We apply this framework to optimize cyclic GMP-AMP synthase (cGAS), a key enzyme in immune signaling with applications in autoimmune disease and cancer therapy [3]. It has already been shown that this enzyme has promising properties as a biocatalyst. Importantly, the bioprocess for the synthesis of cyclic dinucleotides, compounds with antiviral and anti-cancer properties, is more environmentally friendly than the respective chemical process [4,5].

In this work, BO is used to identify promising candidates for improved cyclic guanosine monophosphate–adenosine monophosphate (cGAMP) production from a mutant library with 100 variants of cGAS. As a full screening of all candidates is impractical, a strategy is needed to select small subsets (2-4 candidates per batch) for manual screening. Here, BO-guided screening efficiently prioritizes high-performing mutants, reducing the number of required experimental evaluations compared to random or exhaustive searches. The suggested variants of the batch BO process will be validated in wet-lab experiments to identify the best cGAS mutant in the library regarding stability and activity.

Outlook: Industrial relevance and future applications

Efficient mutant screening is essential for advancing biocatalysis and protein engineering. By integrating BO with advanced sequence embeddings, our approach accelerates the identification of optimized variants while reducing experimental costs. While demonstrated with the enzyme cGAS, the approach is widely applicable to various enzymes and protein engineering tasks. Future work will focus on refining sequence representations and exploring novel GP kernel functions to enhance predictive accuracy. Ultimately, integrating this framework with automated experimentation could significantly accelerate AI-driven enzyme engineering and industrial biocatalyst development.

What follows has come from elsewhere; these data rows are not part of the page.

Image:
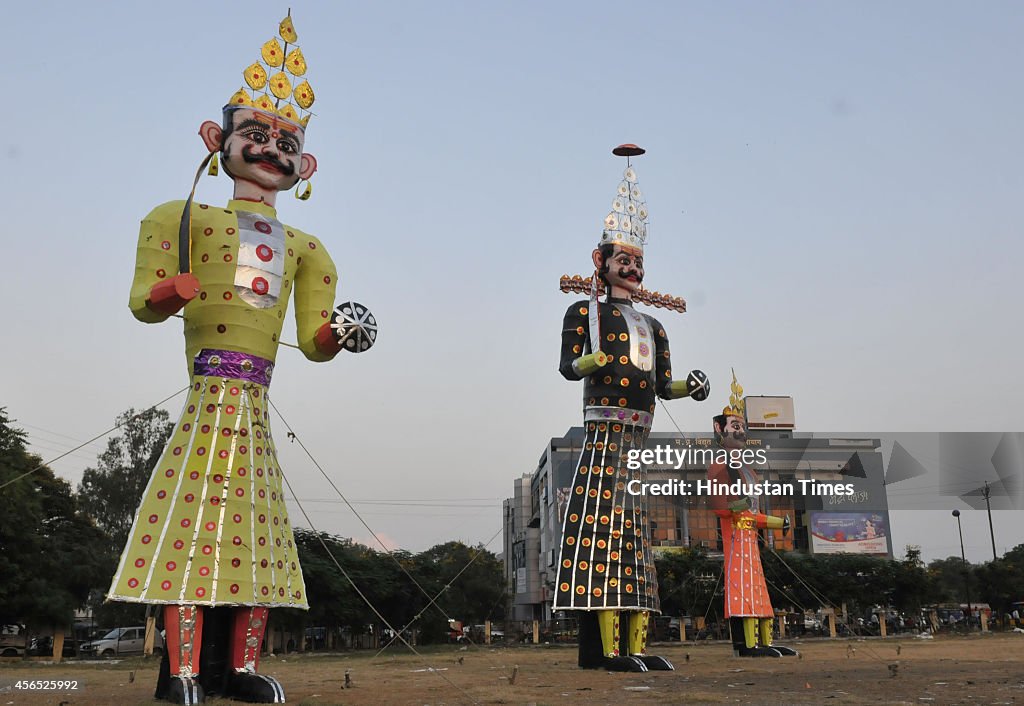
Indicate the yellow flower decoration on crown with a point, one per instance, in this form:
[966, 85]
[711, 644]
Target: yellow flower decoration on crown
[737, 406]
[272, 91]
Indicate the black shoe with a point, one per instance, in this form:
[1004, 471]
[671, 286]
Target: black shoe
[184, 690]
[624, 664]
[654, 663]
[257, 689]
[758, 652]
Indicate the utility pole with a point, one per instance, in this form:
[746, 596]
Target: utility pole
[988, 507]
[967, 571]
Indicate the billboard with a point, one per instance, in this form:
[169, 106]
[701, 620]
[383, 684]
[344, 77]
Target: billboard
[852, 533]
[770, 413]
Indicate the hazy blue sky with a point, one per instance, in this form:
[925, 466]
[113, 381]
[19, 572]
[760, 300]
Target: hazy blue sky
[835, 188]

[1] Elnaggar, Ahmed, et al. "ProtTrans: towards cracking the language of life’s code through self-supervised learning." IEEE Transactions on Pattern Analysis and Machine Intelligence 44 (2021): 7112-7127.

[2] Lin, Zeming, et al. "Evolutionary-scale prediction of atomic-level protein structure with a language model." Science 379.6637 (2023): 1123-1130.

[3] Ablasser, Andrea, Chen, Zhijan. "cGAS in action: Expanding roles in immunity and inflammation." Science 363 (2019): 1055.

[4] Rosenthal, Katrin, et al. "Catalytic Promiscuity of cGAS: A Facile Enzymatic Synthesis of 2′-3′-Linked Cyclic Dinucleotides." ChemBioChem 21 (2020): 3225-3228.

[5] Becker, Martin, et al. "Comparative Life Cycle Assessment of Chemical and Biocatalytic 2’3’-Cyclic GMP-AMP Synthesis." ChemSusChem 16 (2023): e202201629.